Convocation décisive

Kinshasa, 30 avril 2026. La Cour d’appel de Kinshasa/Gombe a ordonné la comparution personnelle de l’ancien ministre de la Justice, Constant Mutamba, fixée au mardi 5 mai. Une étape cruciale dans le dossier FRIVAO, portant sur de présumés détournements de fonds destinés à l’indemnisation des victimes des activités illicites attribuées à l’Ouganda en République démocratique du Congo. Cette convocation intervient à l’issue d’une audience marquée par des révélations financières lourdes, estimant à plus de 50 millions de dollars américains des décaissements opérés en dehors des procédures réglementaires.
L’argent de la réparation, au cœur du litige
Au centre du dossier : le Fonds de réparation et d’indemnisation des victimes des activités illicites de l’Ouganda en RDC (FRIVAO). Un mécanisme pensé comme instrument de justice réparatrice, mais désormais au cœur d’un contentieux judiciaire sensible. Selon les débats, des paiements auraient été effectués sans avis préalable de non-objection de la Direction générale de contrôle des marchés publics (DGCMP), pourtant exigé par la réglementation. Le droit public financier se trouve ici confronté à sa zone grise : celle de l’urgence administrative, des instructions contestées et des circuits de validation fragilisés.
Instructions verbales et chaînes de responsabilité
Le directeur général intérimaire du FRIVAO, Chansar Bolukola, a déclaré avoir exécuté des paiements sur instruction, parfois verbale, de Constant Mutamba, alors ministre de la Justice. Les entreprises bénéficiaires, de leur côté, affirment avoir reçu les fonds avant la finalisation des formalités administratives requises.

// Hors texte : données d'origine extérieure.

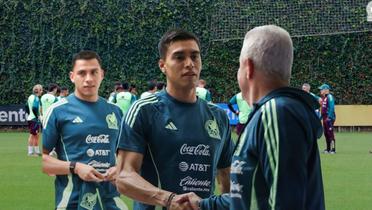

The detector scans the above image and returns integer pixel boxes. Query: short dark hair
[156,82,165,90]
[48,83,59,92]
[61,87,68,91]
[158,29,200,59]
[122,82,129,90]
[147,80,156,90]
[72,50,102,68]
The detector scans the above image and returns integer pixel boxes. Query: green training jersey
[115,91,136,114]
[118,91,234,209]
[230,92,252,124]
[40,93,58,116]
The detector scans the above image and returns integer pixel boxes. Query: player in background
[129,84,138,101]
[40,83,59,116]
[196,79,212,102]
[140,80,156,99]
[227,92,252,135]
[177,25,325,210]
[116,82,136,115]
[42,50,127,210]
[27,84,43,156]
[319,84,336,154]
[107,81,123,104]
[57,87,69,100]
[116,29,234,210]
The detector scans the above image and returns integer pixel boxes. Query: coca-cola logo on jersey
[85,134,110,144]
[180,144,211,156]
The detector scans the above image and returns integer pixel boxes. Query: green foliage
[0,0,372,104]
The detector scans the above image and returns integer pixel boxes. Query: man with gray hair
[177,25,325,210]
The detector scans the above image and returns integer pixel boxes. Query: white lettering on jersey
[180,144,211,156]
[85,134,110,144]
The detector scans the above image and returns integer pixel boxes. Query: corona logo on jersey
[205,119,221,140]
[106,113,119,130]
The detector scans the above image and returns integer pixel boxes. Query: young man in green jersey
[27,84,43,156]
[40,83,59,116]
[116,29,233,210]
[42,50,127,210]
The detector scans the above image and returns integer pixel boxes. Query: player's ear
[70,71,75,83]
[158,59,166,74]
[244,58,255,79]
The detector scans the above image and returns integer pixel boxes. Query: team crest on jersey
[106,113,119,130]
[205,118,221,140]
[80,193,97,210]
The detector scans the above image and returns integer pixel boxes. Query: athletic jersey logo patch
[80,193,97,210]
[205,118,221,140]
[72,116,83,124]
[106,113,119,130]
[165,122,178,131]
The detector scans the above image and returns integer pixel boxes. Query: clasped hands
[169,192,201,210]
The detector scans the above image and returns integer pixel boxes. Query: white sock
[28,146,32,154]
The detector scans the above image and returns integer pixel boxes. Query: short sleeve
[118,109,147,154]
[217,116,235,168]
[229,95,237,104]
[43,109,60,152]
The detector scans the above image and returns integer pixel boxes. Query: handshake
[167,192,201,210]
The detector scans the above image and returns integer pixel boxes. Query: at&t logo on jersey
[85,134,110,144]
[230,181,243,198]
[178,162,211,172]
[87,149,111,157]
[230,160,246,174]
[180,144,211,156]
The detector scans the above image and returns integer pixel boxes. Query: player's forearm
[116,171,171,206]
[42,153,70,175]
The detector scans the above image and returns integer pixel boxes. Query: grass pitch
[0,132,372,210]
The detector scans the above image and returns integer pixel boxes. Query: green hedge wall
[0,0,372,104]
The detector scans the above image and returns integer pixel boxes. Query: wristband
[69,161,76,174]
[166,193,176,209]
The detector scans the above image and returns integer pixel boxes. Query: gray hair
[240,25,293,83]
[32,84,43,93]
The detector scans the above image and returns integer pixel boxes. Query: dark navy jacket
[200,88,325,210]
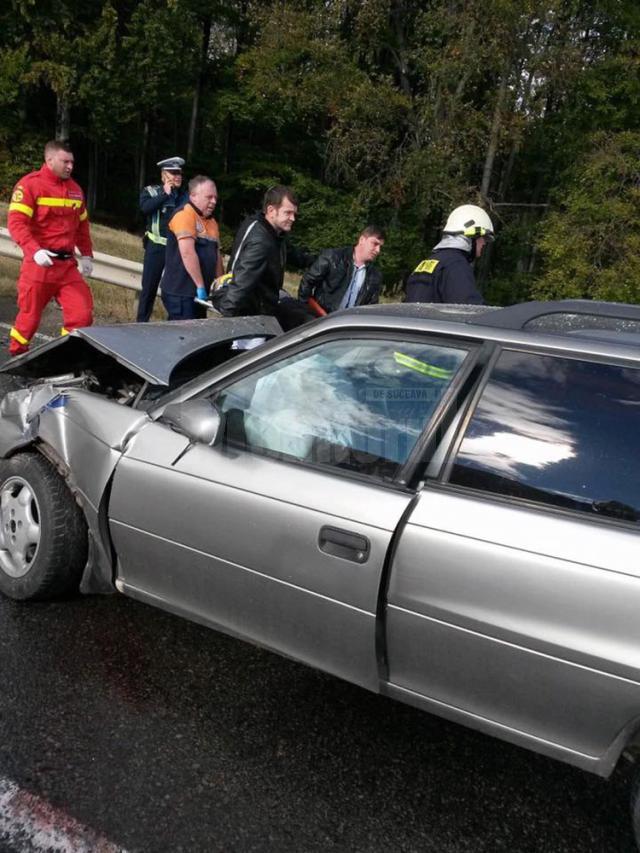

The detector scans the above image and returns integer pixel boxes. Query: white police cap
[157,157,184,172]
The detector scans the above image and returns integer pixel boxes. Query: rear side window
[215,338,468,478]
[450,351,640,523]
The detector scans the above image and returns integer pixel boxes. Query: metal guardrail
[0,228,142,290]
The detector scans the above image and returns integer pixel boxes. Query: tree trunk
[138,118,149,191]
[56,95,71,139]
[480,68,508,200]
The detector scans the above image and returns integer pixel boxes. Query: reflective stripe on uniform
[414,259,440,273]
[9,326,29,347]
[9,201,33,216]
[393,352,454,379]
[36,196,82,209]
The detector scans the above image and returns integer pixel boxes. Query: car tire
[0,453,88,601]
[0,373,25,399]
[630,769,640,850]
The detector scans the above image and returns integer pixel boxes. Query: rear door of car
[109,333,473,689]
[386,348,640,769]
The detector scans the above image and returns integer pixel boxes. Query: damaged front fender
[0,383,149,592]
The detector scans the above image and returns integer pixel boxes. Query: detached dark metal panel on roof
[0,316,282,386]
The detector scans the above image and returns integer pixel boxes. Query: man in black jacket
[214,186,312,326]
[298,225,384,315]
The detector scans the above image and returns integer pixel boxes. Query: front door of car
[109,336,468,689]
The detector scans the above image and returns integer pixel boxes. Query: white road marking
[0,777,126,853]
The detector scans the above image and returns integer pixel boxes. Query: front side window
[450,351,640,522]
[212,332,467,477]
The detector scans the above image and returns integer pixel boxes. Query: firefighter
[8,139,93,355]
[405,204,493,305]
[136,157,189,323]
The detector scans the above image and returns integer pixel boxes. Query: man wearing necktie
[298,225,384,315]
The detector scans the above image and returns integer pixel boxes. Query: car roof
[314,299,640,361]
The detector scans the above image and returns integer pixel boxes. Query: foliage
[534,131,640,302]
[0,0,640,303]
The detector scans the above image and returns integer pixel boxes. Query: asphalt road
[0,296,635,853]
[0,596,635,853]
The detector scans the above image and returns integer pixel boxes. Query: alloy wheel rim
[0,477,41,578]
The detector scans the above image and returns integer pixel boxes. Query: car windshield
[215,340,467,477]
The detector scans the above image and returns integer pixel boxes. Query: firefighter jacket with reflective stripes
[7,164,93,260]
[140,184,189,246]
[405,249,484,305]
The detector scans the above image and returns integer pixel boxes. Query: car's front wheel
[0,453,87,600]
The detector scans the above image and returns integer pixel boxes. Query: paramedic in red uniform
[8,140,93,355]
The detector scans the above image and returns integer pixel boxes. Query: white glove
[80,255,93,278]
[33,249,55,267]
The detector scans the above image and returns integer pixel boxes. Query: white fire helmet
[444,204,493,240]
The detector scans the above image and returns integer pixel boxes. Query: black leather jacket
[216,213,313,317]
[298,246,382,313]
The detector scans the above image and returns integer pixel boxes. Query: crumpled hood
[0,316,282,386]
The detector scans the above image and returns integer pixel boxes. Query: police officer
[136,157,188,323]
[405,204,493,305]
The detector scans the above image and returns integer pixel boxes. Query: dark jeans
[162,291,203,320]
[136,241,165,323]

Cette superposition de récits ouvre une question centrale : celle de la chaîne de responsabilité dans la gestion des fonds publics sensibles. Comme le rappelait Montesquieu, « il n’y a point encore de liberté si la puissance de juger n’est pas séparée de la puissance législative et de l’exécutrice ». Une distinction qui, ici, devient un enjeu concret de gouvernance.
Le droit face à l’urgence politique
Le ministère public, confronté à ces contradictions, a sollicité la comparution de l’ancien garde des Sceaux pour éclaircir les bases juridiques ayant justifié les décaissements. Au-delà du cas individuel, le dossier interroge un principe fondamental : la rigidité des procédures face aux logiques d’exécution rapide dans les politiques de réparation. Dans cette tension, la justice administrative devient un espace d’arbitrage entre norme et pratique.
FRIVAO, promesse de justice réparatrice
Le FRIVAO est, dans sa conception, un outil de réparation historique. Il incarne la reconnaissance des préjudices subis par les victimes des conflits impliquant des acteurs étrangers sur le territoire congolais. Mais sa mise en œuvre révèle les fragilités structurelles des mécanismes de redistribution financière dans les contextes post-conflit.
Comme l’écrivait Paul Ricœur, « la justice est la mémoire du droit ». Une mémoire ici mise à l’épreuve par la complexité des circuits financiers et institutionnels.
Un procès à portée systémique
Au-delà de la personne de Constant Mutamba, le procès FRIVAO dépasse le cadre individuel. Il interroge la gouvernance des fonds publics, la traçabilité des décisions administratives et la solidité des contrôles institutionnels.
La comparution du 5 mai s’annonce ainsi comme un moment de clarification judiciaire, mais aussi comme un test de crédibilité pour les mécanismes de gestion des réparations en RDC. Dans cette affaire, la justice ne tranche pas seulement des faits : elle tente de stabiliser un système où la frontière entre décision politique et obligation juridique demeure parfois mouvante.